James Spears said in a legal filing that the court needs to investigate the allegations and Montgomery's role, pointing out that his daughter’s personal life has been beyond his control since he resigned as conservator of her person in 2019, a role he played for 11 years. He opposed Montgomery's request for money to hire security because of recent death threats, saying he has been subjected to similar threats for years.
Montgomery denied that Britney Spears was prevented from marrying or forced to use birth control. She lashed back at James Spears, saying that Britney Spears has expressed no desire to oust her as she has with her father.
Montgomery said she is committed to staying on the job and is putting a care plan in place to help end the conservatorship, something she said James Spears has expressed no desire to do.

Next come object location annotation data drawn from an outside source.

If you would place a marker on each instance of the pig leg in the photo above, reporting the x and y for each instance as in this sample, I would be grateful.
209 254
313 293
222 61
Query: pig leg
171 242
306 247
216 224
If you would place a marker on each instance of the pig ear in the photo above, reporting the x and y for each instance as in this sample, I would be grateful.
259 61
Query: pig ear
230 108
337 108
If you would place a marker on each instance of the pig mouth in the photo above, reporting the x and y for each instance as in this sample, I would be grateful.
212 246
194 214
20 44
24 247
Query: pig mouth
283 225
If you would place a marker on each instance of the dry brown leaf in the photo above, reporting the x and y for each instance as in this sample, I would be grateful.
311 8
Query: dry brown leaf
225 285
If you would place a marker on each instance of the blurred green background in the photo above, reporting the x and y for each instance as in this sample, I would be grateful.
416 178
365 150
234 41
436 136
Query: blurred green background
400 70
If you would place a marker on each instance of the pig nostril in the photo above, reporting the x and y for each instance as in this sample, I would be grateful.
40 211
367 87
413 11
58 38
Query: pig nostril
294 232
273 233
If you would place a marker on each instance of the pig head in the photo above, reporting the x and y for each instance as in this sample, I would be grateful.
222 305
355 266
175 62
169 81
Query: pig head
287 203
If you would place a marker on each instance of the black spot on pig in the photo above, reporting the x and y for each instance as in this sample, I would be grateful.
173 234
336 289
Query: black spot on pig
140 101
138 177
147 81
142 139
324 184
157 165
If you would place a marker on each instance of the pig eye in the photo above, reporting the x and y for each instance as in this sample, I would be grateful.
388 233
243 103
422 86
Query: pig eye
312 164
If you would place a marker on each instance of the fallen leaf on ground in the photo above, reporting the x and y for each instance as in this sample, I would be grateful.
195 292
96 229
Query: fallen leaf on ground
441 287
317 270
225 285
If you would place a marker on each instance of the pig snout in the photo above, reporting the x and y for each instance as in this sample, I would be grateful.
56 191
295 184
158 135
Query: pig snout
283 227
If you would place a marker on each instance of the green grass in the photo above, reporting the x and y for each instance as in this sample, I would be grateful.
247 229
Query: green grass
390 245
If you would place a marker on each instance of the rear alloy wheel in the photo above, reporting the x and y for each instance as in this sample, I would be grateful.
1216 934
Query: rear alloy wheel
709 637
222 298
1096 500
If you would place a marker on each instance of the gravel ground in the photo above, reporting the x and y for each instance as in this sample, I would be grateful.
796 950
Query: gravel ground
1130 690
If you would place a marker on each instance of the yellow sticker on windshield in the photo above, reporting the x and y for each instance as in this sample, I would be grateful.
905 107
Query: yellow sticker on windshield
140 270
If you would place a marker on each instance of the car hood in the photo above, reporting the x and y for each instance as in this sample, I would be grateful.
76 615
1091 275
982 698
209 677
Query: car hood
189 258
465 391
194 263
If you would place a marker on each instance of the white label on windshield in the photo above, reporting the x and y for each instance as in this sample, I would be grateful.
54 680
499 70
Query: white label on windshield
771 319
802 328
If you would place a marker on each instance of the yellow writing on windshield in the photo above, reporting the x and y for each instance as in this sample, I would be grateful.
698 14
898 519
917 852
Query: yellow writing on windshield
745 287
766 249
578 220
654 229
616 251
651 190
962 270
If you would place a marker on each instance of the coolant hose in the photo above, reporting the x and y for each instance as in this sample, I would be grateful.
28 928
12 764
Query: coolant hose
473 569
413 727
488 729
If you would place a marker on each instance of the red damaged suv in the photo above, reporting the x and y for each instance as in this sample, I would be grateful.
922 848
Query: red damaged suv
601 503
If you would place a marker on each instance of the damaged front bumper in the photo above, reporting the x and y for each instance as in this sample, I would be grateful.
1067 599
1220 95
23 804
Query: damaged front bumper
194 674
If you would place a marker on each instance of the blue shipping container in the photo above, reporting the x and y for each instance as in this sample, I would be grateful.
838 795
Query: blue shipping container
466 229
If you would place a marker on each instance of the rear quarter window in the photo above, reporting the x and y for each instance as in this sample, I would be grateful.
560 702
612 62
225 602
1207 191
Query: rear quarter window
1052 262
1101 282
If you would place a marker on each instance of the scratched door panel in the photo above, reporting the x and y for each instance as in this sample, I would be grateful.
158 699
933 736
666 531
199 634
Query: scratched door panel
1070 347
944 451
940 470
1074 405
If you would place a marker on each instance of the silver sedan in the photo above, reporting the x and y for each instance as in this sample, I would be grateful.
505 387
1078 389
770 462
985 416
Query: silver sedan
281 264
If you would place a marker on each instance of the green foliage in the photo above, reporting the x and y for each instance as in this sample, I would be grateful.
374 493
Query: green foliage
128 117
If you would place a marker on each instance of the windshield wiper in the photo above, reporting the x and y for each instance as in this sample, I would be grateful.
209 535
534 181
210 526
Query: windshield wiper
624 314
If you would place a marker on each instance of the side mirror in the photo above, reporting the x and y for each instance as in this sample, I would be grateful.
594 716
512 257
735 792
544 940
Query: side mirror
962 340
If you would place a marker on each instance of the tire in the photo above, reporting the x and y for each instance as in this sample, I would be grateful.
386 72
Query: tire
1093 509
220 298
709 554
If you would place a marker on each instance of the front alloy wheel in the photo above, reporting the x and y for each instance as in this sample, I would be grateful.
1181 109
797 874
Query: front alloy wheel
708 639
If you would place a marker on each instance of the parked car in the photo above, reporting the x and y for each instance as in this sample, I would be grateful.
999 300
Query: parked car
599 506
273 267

“Mr. Spears, as the Conservator of the Estate, and Ms. Montgomery, as the Conservator of the Person, should be working as a team to ensure that Ms. Spears’ best interest are being met, that she is on a path to recovery and termination of her conservatorship, and that she is living her best life possible," Montgomery said in a court filing.
"Instead, Mr. Spears has decided it is time to start the finger-pointing and media attacks.... The mud-slinging by Mr. Spears and his new ‘It wasn’t me!’ strategy -- after being her sole or co-conservator for more than 13 years -- leaves Ms. Montgomery no other choice but to defend herself.”
Despite nearly two years on the job, Montgomery's status is still technically temporary. She appeared to be on track for permanent appointment before recent events.
Britney Spears will still be represented at Wednesday's hearing by her longtime court-appointed lawyer, Samuel Ingham III, who filed documents last week saying he resigned, effective as soon as she got a new attorney, which at the June hearing she said she wanted.
The Bessemer Trust, a financial company that Spears had sought as a replacement for her father last year but was instead appointed to work alongside him, also withdrew from the conservatorship last week, saying it no longer wanted to take part in a legal arrangement that she didn't want.